In 1885, Archbishop John Ireland founded St. Thomas Aquinas Seminary on a farm near the Mississippi River, between the growing cities of St. Paul and Minneapolis. The institution began with six faculty members and 62 students who ranged in age from high school teenagers to post-baccalaureate seminarians. On the day the seminary opened, the rector, Father Thomas O’Gorman, made the following entry in his diary:
“Classes opened September 9, in the afternoon, with a short class. There being no books, no desks, very little was possible.”
The institution evolved from these humble beginnings, and in 1894, Archbishop Ireland reorganized St. Thomas Aquinas Seminary into three separate institutions: the College of St. Thomas; St. Paul Seminary, which opened across the road from the college; and St. Thomas Military Academy, an elementary and secondary school. The college was incorporated as a nonprofit corporation with members; in 1908, its members were reconstituted as trustees. St.

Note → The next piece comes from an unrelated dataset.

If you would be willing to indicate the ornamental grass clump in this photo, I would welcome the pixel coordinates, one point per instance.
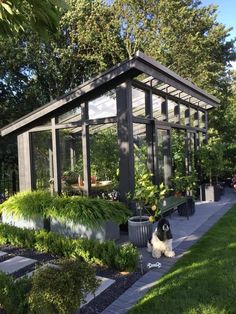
(62, 290)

Thomas Military Academy separated from the college in the 1920s but remained on its main campus until 1965. In 1990 the college was renamed the University of St. Thomas to better reflect its growth and evolution into a comprehensive university, which now operates as an independent 501(c)(3) corporation under the authority of its Board of Trustees.
For its first 65 years, St. Thomas was strictly a men’s undergraduate college. In 1950, the first graduate program, in education, was founded and enrolled men and women. Twenty-four years later Monsignor Terrence Murphy, president from 1966 to 1991, opened graduate programs in business. Monsignor Murphy and later Father Dennis Dease, the university’s current president, subsequently started graduate programs in art history, Catholic Studies, engineering, English, law, music, professional psychology, social work, software and theology.

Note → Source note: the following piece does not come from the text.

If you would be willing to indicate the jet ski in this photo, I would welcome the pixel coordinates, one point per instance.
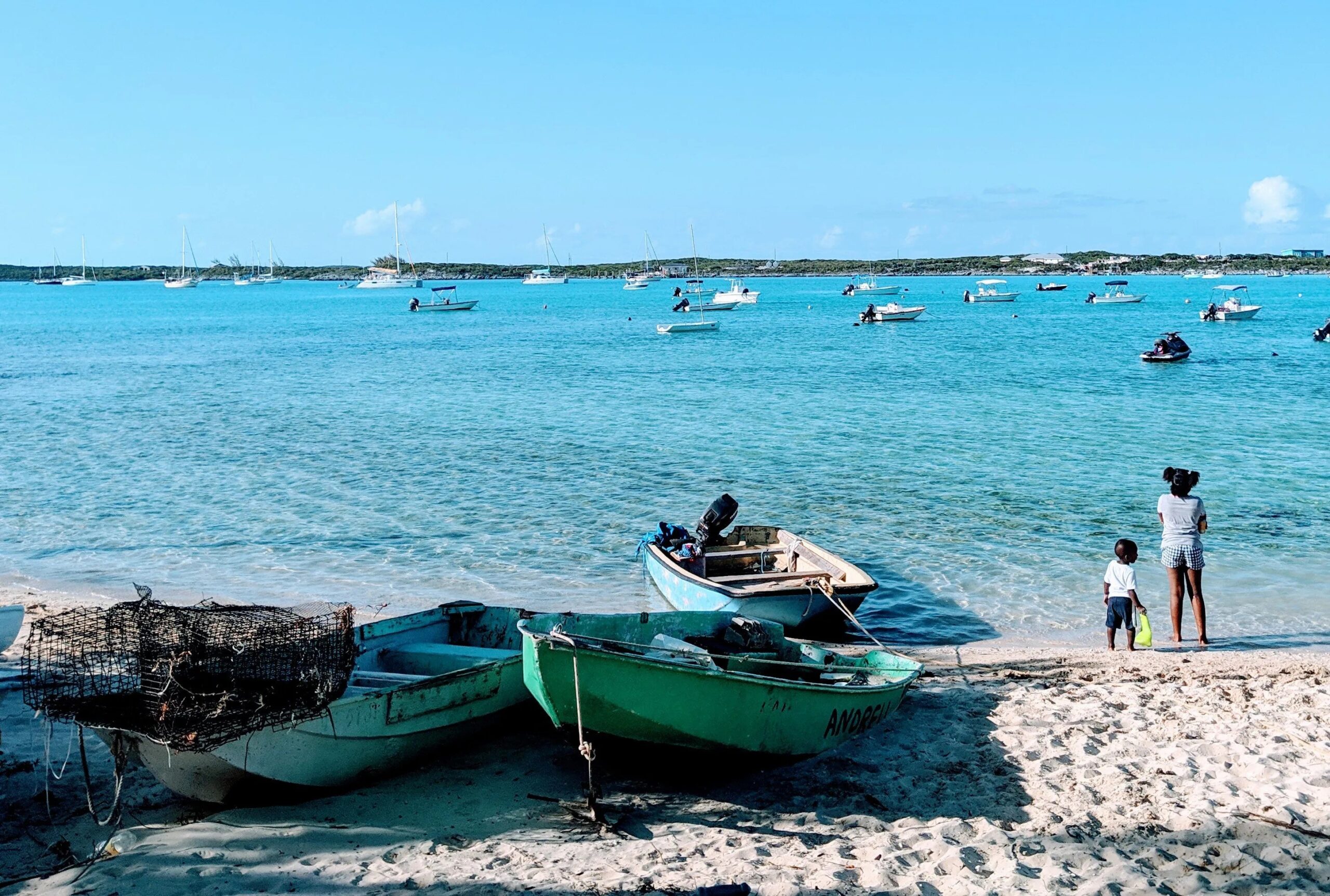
(1168, 347)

Growth also occurred on the undergraduate level with the decision in 1977 to admit women. Within a decade, women represented half of the undergraduate population. By 1991, when Father Dease became president, St. Thomas enrolled more than 10,000 students—a nearly fivefold increase from the 1,900 undergraduate students and 260 graduate education students during Monsignor Murphy’s first year.
To accommodate this growth, St. Thomas took two important steps in 1987:
- It reached an affiliation agreement with the St. Paul Seminary to align academic programs and allow St. Thomas to gain access to most of the seminary’s property for redevelopment purposes. The seminary operates as the St. Paul Seminary School of Divinity at the University of St. Thomas.
- It began to offer graduate business classes in a shuttered department store building in downtown Minneapolis. This effort, which allowed St. Thomas to better serve the growing numbers of graduate students who worked and lived in Minneapolis and Hennepin County, was so successful that the Board of Trustees decided to open a permanent downtown campus. What today is called Terrence Murphy Hall opened in 1992, primarily as a location for graduate business programs, followed by Opus Hall in 1999 (education and professional psychology), the School of Law building in 2002 and Schulze Hall in 2005 (business).
A third campus was developed in the early 1980s in Owatonna, Minnesota, on a former estate and horse farm bequeathed to St. Thomas. The 180-acre property today is used as an executive education and retreat center. A Rome campus opened in 2001, and today it primarily serves Catholic Studies students from the university and men preparing for the priesthood at the St. Paul Seminary.
St. Thomas clearly is no longer a place where “very little is possible.” In 1965 the Carnegie Foundation chose St. Thomas among 12 liberal arts colleges (and the only Catholic college) for study of “how a college can be what it ought to be.” The Carnegie report said St. Thomas “had faced new issues in higher education with a foresight and courage that made it a bellwether among Catholic colleges,” and predicted that St. Thomas, because of its leadership, governance and extraordinary opportunities in a progressive metropolitan area, would “stand out with a clear identity and continue to be a pioneer Catholic college.” Nearly 50 years later, this remains the university’s objective and commitment.